Each task includes a variety of datasets in order to study the interaction between
dataset distributions and policies. For further information on what datasets
are available, please refer to [D4RL: Datasets for Deep Data-Driven Reinforcement Learning]([https://arxiv.org/abs/2004.07219]).

## Using the policies

The `rlunplugged_policies.json` file provides metadata about the policies in this dataset.
It is structured as a list of dictionaries, one for each policy, where the keys
contain metadata including:

-   policy_path: The path to the policy on Google Cloud Storage.

-   task.task_name: The task that the policy is trained for.

-   agent_name: The training algorithm used to learn the policy.

-   snapshot_name: Contains the learning step for this policy snapshot.

-   return_mean: The mean return estimated with Monte Carlo rollouts.

-   return_std: The standard error of the mean estimate.

The 'd4rl_policies.json' file contains metadata in a similar format:

-   policy_path: The path to the policy on Google Cloud Storage.

-   task.task_names: A list of tasks that the policy is trained for. (Each task represets a different dataset)

-   agent_name: The training algorithm used to learn the policy.

-   return_mean: The mean return estimated with Monte Carlo rollouts.

-   return_std: The standard error of the mean estimate.

Requirements:

*   Install dependencies: `pip install -r requirements.txt`
*   (Optional) Setup MuJoCo license key for DM Control and D4RL environments
    ([instructions](https://github.com/deepmind/dm_control#requirements-and-installation)).

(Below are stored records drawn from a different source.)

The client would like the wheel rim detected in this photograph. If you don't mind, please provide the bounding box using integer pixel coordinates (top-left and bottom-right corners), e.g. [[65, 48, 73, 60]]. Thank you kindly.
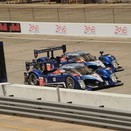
[[66, 77, 74, 89], [29, 74, 38, 85]]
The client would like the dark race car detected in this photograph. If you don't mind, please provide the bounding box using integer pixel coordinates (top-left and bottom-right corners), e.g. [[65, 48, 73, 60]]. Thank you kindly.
[[24, 61, 106, 90]]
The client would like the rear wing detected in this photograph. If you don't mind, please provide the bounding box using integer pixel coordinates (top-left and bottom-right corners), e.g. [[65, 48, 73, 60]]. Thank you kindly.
[[34, 45, 66, 58], [25, 59, 50, 71], [25, 60, 38, 71]]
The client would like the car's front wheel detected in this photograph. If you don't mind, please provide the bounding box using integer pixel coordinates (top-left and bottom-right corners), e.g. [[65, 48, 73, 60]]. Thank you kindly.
[[66, 76, 75, 89], [29, 73, 39, 85]]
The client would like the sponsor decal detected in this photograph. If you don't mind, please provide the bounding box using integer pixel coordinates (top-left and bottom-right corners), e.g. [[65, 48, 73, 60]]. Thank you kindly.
[[55, 24, 67, 34], [0, 22, 21, 33], [84, 25, 96, 34], [29, 24, 39, 33], [114, 26, 128, 36]]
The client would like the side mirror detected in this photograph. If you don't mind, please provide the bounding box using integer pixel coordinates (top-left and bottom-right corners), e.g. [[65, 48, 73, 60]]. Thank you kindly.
[[25, 62, 30, 71], [60, 70, 65, 74], [100, 51, 104, 56]]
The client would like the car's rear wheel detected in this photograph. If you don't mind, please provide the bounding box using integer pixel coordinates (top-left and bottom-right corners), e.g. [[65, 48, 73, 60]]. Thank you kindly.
[[29, 73, 39, 85], [66, 77, 75, 89]]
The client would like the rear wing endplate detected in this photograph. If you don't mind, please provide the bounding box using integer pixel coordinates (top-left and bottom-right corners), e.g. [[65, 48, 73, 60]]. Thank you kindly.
[[34, 45, 66, 58]]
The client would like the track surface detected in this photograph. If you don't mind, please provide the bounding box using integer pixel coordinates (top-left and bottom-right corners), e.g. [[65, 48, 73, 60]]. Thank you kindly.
[[0, 34, 131, 131], [0, 4, 131, 131]]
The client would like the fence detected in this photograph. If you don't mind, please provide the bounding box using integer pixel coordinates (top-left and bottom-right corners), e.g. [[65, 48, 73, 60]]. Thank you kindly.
[[0, 7, 131, 24]]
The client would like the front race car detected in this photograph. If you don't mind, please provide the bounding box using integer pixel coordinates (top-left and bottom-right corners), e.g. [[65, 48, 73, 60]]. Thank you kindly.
[[96, 68, 123, 87], [61, 63, 105, 90]]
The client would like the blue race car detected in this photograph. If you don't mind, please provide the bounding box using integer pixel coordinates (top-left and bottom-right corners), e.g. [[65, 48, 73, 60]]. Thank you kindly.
[[24, 61, 106, 90], [31, 46, 123, 87], [34, 45, 124, 72]]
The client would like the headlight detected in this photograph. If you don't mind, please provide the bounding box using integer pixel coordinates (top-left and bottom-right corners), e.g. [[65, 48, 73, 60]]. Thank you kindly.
[[111, 74, 117, 82], [78, 80, 86, 89], [112, 60, 118, 68]]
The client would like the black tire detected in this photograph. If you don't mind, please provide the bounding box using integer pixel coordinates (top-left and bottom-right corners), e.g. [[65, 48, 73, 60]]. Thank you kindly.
[[66, 76, 75, 89], [29, 73, 39, 85]]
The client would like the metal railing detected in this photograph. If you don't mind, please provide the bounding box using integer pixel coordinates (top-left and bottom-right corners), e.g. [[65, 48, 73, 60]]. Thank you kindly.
[[0, 97, 131, 131], [0, 7, 131, 24]]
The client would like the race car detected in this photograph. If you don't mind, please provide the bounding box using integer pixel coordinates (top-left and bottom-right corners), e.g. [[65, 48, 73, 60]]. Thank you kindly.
[[60, 51, 106, 71], [98, 51, 124, 72], [34, 45, 124, 72], [24, 61, 122, 90], [24, 61, 104, 90]]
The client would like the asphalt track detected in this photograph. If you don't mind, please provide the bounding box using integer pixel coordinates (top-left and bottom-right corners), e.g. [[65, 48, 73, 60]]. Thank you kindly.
[[0, 34, 131, 131]]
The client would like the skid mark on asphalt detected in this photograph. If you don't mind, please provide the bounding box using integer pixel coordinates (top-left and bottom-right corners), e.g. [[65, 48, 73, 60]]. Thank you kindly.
[[0, 123, 39, 131], [0, 36, 131, 43]]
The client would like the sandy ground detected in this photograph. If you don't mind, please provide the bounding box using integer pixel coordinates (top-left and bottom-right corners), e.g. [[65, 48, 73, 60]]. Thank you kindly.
[[0, 4, 131, 131]]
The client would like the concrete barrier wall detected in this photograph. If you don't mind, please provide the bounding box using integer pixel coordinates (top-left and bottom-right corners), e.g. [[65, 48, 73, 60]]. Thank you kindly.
[[0, 21, 131, 38], [1, 84, 58, 102], [0, 84, 131, 111]]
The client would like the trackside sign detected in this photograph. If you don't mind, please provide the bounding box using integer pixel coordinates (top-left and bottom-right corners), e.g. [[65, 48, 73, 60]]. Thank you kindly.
[[0, 22, 131, 38]]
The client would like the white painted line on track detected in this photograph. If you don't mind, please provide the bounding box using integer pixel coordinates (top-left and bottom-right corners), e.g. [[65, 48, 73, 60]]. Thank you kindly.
[[0, 36, 131, 43]]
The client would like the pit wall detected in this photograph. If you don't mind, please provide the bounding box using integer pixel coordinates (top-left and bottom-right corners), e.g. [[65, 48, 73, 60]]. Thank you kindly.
[[0, 21, 131, 38], [0, 83, 131, 111]]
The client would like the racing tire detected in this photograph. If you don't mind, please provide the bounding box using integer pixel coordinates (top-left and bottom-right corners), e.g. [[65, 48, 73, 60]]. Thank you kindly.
[[66, 76, 75, 89], [29, 73, 39, 85]]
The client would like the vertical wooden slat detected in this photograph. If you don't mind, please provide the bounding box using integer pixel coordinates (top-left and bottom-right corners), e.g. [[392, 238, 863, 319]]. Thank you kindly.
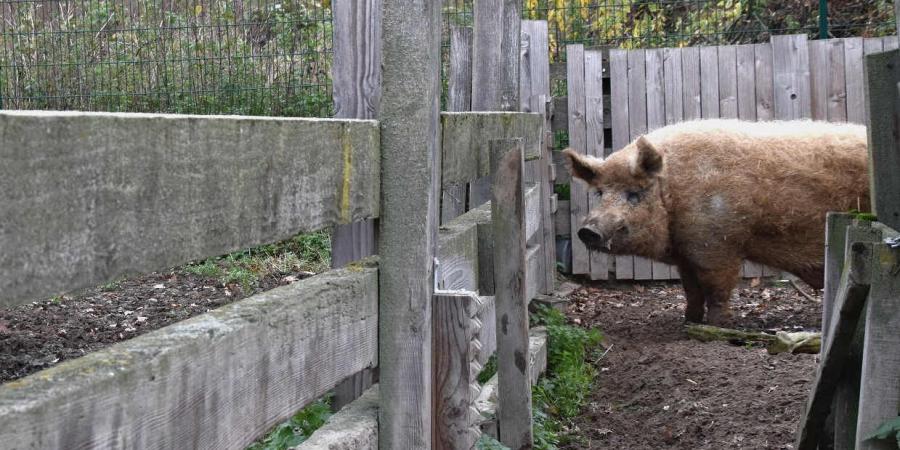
[[843, 38, 867, 125], [700, 47, 719, 119], [718, 45, 738, 119], [522, 20, 556, 294], [431, 292, 481, 450], [628, 50, 653, 280], [866, 50, 900, 234], [490, 139, 533, 448], [825, 39, 847, 122], [753, 42, 775, 121], [331, 0, 381, 410], [378, 0, 441, 449], [684, 47, 703, 120], [809, 40, 831, 120], [771, 34, 812, 120], [566, 44, 591, 274], [646, 48, 672, 280], [584, 50, 609, 280], [609, 49, 634, 280]]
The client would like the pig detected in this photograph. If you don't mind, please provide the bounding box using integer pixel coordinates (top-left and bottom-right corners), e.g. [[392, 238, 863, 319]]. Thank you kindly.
[[563, 119, 869, 326]]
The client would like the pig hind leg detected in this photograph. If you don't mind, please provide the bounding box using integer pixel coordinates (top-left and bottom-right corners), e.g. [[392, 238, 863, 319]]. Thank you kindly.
[[678, 263, 706, 323], [696, 261, 741, 326]]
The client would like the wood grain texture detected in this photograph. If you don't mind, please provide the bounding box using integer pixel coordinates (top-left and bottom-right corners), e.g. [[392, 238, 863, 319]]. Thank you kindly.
[[628, 50, 653, 280], [441, 112, 544, 186], [753, 42, 775, 121], [608, 49, 634, 280], [431, 291, 481, 450], [809, 40, 830, 120], [681, 47, 703, 120], [447, 27, 473, 112], [378, 0, 441, 442], [700, 47, 719, 119], [866, 50, 900, 230], [771, 34, 812, 120], [718, 45, 738, 119], [0, 263, 378, 450], [573, 50, 610, 280], [490, 140, 533, 449], [0, 111, 380, 305], [856, 246, 900, 450], [646, 48, 672, 280], [566, 44, 591, 275], [842, 38, 868, 125], [795, 242, 872, 450], [825, 39, 847, 122]]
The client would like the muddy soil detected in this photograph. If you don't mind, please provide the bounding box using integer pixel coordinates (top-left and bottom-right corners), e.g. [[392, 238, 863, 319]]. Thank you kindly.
[[566, 283, 821, 450], [0, 271, 311, 383]]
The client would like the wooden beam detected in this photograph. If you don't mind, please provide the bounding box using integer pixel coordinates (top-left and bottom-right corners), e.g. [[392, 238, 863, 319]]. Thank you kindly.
[[866, 50, 900, 229], [0, 111, 381, 306], [378, 0, 441, 444], [0, 262, 378, 449], [491, 139, 533, 449]]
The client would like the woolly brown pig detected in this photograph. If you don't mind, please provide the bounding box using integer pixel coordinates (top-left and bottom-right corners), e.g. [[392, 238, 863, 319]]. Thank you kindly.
[[564, 120, 869, 325]]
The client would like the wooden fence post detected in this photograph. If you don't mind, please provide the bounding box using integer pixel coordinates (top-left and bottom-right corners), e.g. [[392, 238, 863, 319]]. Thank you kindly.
[[490, 139, 533, 449], [331, 0, 381, 411], [378, 0, 441, 444]]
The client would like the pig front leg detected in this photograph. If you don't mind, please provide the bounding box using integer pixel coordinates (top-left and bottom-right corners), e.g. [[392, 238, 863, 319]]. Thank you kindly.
[[678, 263, 706, 323], [696, 260, 741, 326]]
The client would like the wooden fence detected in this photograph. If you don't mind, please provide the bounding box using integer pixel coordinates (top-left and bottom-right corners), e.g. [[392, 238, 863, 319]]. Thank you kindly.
[[796, 46, 900, 450], [553, 35, 898, 280], [0, 0, 554, 449]]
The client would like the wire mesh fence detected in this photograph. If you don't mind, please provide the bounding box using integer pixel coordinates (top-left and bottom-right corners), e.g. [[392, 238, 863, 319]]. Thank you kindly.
[[0, 0, 332, 116]]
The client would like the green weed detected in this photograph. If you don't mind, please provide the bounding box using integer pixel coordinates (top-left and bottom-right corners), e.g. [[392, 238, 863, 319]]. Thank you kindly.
[[247, 397, 331, 450]]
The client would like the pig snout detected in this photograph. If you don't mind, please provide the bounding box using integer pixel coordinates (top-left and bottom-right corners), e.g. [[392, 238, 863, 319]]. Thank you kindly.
[[578, 220, 628, 251]]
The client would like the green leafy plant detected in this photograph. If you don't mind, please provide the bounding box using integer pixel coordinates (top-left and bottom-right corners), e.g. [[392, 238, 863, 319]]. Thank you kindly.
[[247, 398, 331, 450]]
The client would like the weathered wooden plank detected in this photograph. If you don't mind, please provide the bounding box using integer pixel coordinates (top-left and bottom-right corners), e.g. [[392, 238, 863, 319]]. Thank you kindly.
[[809, 40, 831, 120], [866, 50, 900, 230], [645, 48, 672, 280], [856, 246, 900, 450], [681, 47, 703, 120], [441, 112, 544, 186], [490, 139, 533, 448], [0, 111, 380, 305], [431, 291, 481, 449], [0, 262, 378, 449], [753, 42, 775, 121], [616, 50, 653, 280], [771, 34, 812, 120], [842, 38, 868, 125], [294, 385, 379, 450], [566, 44, 591, 275], [718, 45, 738, 119], [736, 44, 756, 121], [700, 47, 719, 119], [331, 0, 381, 409], [795, 242, 873, 450], [588, 50, 609, 280], [378, 0, 441, 442], [447, 27, 473, 111], [825, 39, 847, 122], [612, 49, 634, 280]]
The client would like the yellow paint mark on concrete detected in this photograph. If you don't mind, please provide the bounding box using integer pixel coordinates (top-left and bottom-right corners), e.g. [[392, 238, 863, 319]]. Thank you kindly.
[[341, 125, 353, 223]]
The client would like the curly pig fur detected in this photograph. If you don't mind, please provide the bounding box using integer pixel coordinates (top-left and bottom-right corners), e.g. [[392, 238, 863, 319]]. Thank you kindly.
[[564, 120, 869, 324]]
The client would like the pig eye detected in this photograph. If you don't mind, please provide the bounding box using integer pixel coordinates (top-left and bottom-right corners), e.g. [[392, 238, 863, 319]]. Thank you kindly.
[[625, 191, 641, 205]]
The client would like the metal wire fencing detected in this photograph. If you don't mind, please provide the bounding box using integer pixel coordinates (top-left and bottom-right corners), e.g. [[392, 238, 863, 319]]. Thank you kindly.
[[0, 0, 332, 116]]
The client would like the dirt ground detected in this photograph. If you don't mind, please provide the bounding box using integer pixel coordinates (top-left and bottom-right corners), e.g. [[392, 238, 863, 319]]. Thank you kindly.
[[566, 283, 821, 450], [0, 271, 311, 383]]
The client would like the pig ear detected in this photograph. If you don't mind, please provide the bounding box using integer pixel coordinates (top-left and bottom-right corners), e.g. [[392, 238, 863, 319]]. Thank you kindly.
[[631, 136, 662, 177], [563, 148, 597, 184]]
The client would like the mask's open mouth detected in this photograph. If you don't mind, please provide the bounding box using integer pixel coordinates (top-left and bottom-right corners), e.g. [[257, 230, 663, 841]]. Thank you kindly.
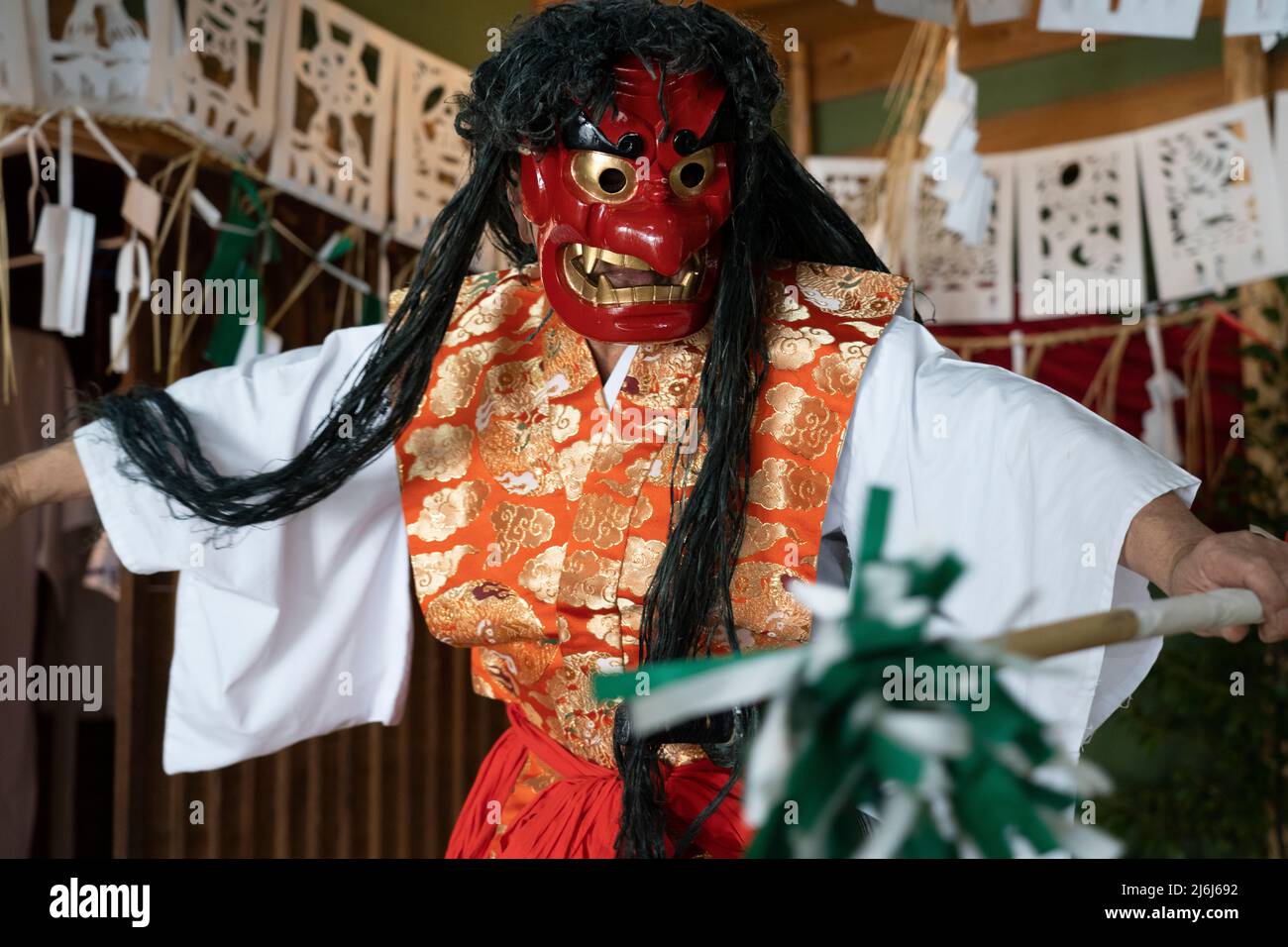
[[562, 244, 705, 305]]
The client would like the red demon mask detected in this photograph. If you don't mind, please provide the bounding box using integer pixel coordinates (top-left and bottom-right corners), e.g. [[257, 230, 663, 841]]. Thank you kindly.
[[520, 58, 733, 343]]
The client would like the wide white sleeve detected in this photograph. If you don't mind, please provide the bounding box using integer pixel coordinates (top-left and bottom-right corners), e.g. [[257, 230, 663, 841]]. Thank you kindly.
[[823, 318, 1199, 758], [76, 326, 412, 773]]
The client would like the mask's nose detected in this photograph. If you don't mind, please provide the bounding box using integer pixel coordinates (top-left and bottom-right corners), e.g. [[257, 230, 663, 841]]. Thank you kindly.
[[605, 199, 715, 275]]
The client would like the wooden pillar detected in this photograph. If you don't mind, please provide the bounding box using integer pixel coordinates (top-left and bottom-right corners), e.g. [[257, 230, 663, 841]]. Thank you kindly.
[[1224, 36, 1288, 506], [786, 43, 814, 161]]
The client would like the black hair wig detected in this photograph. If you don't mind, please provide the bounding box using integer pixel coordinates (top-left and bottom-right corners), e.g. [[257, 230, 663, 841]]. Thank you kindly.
[[82, 0, 885, 857]]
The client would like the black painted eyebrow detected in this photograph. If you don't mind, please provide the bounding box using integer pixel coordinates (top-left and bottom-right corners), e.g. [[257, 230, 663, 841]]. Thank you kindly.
[[561, 91, 735, 161], [562, 108, 631, 158]]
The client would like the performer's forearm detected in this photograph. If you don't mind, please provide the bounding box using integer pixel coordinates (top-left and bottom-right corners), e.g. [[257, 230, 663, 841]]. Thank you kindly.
[[1118, 493, 1212, 595], [0, 441, 89, 528]]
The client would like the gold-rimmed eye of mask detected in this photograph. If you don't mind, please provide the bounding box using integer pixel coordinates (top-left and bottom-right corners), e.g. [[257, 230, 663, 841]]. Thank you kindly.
[[670, 149, 716, 197], [572, 151, 636, 204]]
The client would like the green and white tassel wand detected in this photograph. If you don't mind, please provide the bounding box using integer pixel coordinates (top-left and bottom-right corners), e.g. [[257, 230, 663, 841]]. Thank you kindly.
[[595, 489, 1261, 858]]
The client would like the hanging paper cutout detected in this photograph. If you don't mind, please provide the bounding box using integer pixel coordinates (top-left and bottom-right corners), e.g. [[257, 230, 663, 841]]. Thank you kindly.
[[394, 44, 471, 249], [1274, 89, 1288, 249], [0, 0, 35, 107], [876, 0, 956, 26], [966, 0, 1029, 26], [1225, 0, 1288, 36], [805, 155, 885, 228], [27, 0, 164, 115], [907, 155, 1015, 323], [33, 204, 97, 336], [1134, 99, 1288, 300], [919, 39, 993, 246], [1014, 136, 1145, 318], [269, 0, 402, 231], [149, 0, 284, 158], [1038, 0, 1203, 40], [1140, 314, 1185, 464]]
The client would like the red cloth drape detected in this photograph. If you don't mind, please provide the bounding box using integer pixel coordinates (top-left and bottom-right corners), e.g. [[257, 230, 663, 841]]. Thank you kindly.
[[447, 704, 751, 858], [927, 316, 1249, 443]]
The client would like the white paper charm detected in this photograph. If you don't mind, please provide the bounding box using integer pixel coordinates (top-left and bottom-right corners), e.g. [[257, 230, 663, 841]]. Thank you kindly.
[[0, 0, 35, 107], [1134, 99, 1288, 300], [1015, 136, 1145, 318], [268, 0, 402, 232], [1225, 0, 1288, 36], [394, 44, 471, 248], [108, 237, 152, 374], [1038, 0, 1203, 40], [906, 155, 1015, 322], [233, 322, 282, 365], [1140, 316, 1185, 464]]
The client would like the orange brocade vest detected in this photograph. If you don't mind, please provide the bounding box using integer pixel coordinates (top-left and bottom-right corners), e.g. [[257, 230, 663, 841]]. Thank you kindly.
[[396, 263, 907, 768]]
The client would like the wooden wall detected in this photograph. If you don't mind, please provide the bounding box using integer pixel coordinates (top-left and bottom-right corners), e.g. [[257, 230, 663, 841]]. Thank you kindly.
[[5, 113, 505, 857]]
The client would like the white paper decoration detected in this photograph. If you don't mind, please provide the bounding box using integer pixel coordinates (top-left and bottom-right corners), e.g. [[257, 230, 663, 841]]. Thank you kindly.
[[1136, 99, 1288, 300], [149, 0, 284, 158], [269, 0, 402, 232], [0, 4, 35, 107], [1014, 136, 1145, 318], [27, 0, 162, 116], [1225, 0, 1288, 36], [966, 0, 1029, 26], [907, 155, 1015, 323], [1038, 0, 1203, 40], [394, 44, 471, 248]]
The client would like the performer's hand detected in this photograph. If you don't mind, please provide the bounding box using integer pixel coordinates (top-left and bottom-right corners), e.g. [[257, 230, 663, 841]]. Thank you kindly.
[[0, 441, 89, 530], [0, 466, 22, 532], [1166, 532, 1288, 642]]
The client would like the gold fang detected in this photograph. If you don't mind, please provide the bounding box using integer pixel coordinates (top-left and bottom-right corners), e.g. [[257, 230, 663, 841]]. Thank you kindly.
[[563, 244, 704, 305]]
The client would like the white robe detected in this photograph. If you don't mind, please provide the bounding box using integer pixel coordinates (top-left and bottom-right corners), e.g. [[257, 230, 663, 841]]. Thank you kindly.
[[76, 305, 1198, 773]]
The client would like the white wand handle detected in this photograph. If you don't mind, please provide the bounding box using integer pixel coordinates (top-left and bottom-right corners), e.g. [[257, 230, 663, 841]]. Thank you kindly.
[[991, 588, 1265, 659]]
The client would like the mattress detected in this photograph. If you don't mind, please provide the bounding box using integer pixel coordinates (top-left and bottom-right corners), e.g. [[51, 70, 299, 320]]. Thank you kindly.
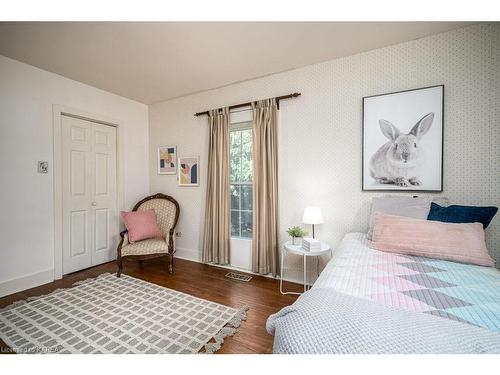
[[266, 233, 500, 354], [313, 233, 500, 332]]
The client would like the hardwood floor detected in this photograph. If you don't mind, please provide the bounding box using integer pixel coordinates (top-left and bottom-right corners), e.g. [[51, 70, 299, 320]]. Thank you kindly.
[[0, 258, 302, 354]]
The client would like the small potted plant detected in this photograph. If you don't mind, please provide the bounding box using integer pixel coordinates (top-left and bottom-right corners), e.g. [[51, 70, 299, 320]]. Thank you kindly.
[[286, 226, 307, 245]]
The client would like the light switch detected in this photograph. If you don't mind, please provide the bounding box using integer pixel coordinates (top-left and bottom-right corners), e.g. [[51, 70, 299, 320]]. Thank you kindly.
[[38, 160, 49, 173]]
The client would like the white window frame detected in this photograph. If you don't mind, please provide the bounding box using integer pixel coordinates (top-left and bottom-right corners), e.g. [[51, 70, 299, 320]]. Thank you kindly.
[[229, 121, 253, 240]]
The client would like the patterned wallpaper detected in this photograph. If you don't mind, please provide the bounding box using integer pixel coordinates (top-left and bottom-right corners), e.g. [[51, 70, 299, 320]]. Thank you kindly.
[[150, 23, 500, 277]]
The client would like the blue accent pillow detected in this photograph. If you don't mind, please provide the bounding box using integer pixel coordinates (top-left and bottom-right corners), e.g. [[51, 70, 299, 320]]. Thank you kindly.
[[427, 202, 498, 229]]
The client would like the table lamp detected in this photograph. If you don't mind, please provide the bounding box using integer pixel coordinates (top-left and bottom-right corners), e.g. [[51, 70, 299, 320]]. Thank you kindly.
[[302, 207, 323, 238]]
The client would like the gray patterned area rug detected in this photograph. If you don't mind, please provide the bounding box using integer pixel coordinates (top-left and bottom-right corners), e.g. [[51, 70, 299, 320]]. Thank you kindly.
[[0, 274, 248, 354]]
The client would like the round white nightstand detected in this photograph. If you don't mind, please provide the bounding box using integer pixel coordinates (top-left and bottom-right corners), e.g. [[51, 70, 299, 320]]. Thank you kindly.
[[280, 241, 333, 294]]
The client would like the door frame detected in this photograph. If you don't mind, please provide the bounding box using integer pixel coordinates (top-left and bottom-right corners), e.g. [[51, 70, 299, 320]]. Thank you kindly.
[[52, 104, 124, 280]]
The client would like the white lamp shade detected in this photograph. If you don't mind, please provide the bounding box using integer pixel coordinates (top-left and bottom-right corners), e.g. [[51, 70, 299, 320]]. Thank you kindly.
[[302, 207, 323, 224]]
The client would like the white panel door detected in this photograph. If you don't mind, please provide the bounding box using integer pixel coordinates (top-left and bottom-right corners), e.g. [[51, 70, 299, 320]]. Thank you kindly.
[[62, 116, 118, 274], [91, 123, 119, 266]]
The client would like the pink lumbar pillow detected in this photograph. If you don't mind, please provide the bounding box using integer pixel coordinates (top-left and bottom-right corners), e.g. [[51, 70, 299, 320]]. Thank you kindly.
[[371, 213, 495, 266], [121, 210, 163, 243]]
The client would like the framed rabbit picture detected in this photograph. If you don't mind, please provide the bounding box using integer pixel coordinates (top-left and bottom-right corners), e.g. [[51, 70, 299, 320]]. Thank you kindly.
[[362, 85, 444, 192]]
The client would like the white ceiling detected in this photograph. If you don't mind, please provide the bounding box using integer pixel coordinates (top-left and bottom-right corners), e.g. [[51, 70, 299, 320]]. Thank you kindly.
[[0, 22, 467, 104]]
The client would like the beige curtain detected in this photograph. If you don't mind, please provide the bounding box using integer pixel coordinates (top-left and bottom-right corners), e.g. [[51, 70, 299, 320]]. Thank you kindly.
[[252, 99, 279, 276], [203, 108, 231, 264]]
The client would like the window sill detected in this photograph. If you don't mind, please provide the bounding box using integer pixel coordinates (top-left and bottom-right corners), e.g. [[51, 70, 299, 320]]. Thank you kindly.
[[231, 236, 252, 242]]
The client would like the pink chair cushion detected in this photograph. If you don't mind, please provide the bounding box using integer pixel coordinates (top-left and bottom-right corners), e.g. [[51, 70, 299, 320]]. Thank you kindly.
[[121, 210, 163, 243], [371, 213, 495, 266]]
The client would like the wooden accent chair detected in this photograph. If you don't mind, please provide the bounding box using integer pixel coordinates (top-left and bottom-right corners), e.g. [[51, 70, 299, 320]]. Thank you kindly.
[[116, 193, 180, 277]]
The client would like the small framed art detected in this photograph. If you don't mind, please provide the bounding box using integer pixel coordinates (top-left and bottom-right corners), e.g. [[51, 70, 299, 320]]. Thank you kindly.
[[177, 156, 200, 186], [158, 146, 177, 174]]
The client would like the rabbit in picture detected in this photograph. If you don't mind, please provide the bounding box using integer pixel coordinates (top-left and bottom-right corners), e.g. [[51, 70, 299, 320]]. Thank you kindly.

### Policy loading example

RLUnplugged policies are stored as
[TensorFlow SavedModels](https://www.tensorflow.org/guide/saved_model). Calling
the policy on an observation returns an action sample. See `load_rlunplugged_policy_example.py` for an example of loading a policy.

D4RL policies are stored as pickle files containing weights.
See `load_d4rl_policy_example.py` for an example of loading a policy.